= The Shades of Blue =

American blue-eyed soul vocal group

The Shades of Blue were an American blue-eyed soul vocal group from Livonia, Michigan, a suburb of Detroit.

The band started in high school as the Domingos. Original group members included Nick Marinelli, Ernie Dernai, Linda Allen and Bob Kerr. By 1965, The Domingos signed a recording contract for the Detroit-based Golden World label. John Rhys, a sound engineer, suggested a name change and the Shades of Blue was the result.

Their biggest hit was the song "Oh How Happy", recorded in the fall of 1965 and released in early 1966, written by Edwin Starr, which reached number 12 on the Billboard Hot 100 chart, number 16 on the US Billboard R&B chart and the Top 10 in Canada. That same year, the song "Lonely Summer", again written by Starr, reached number 72, and then "Happiness" peaked at number 78 in the Hot 100.

Taste in popular music changed in the late 1960s, and the group's later single efforts failed to chart and they disbanded in 1970.

In 2003, original member Nick Marinelli joined a Motown group that was reforming, the Valadiers.
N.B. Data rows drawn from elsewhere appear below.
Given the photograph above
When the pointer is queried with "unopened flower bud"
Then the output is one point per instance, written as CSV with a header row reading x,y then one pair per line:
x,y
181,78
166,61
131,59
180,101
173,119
That lineup, consisting of Marinelli, original Valadier Stuart Avig and new members Andy Alonzo and Donald Revels, began also touring as the Shades of Blue. Revels left the group in 2006 and was replaced by Charlie Valverde; he returned to the group three years later when the last original member, Nick Marinelli, left. Andy Alonzo was replaced by Charles Davis in 2011.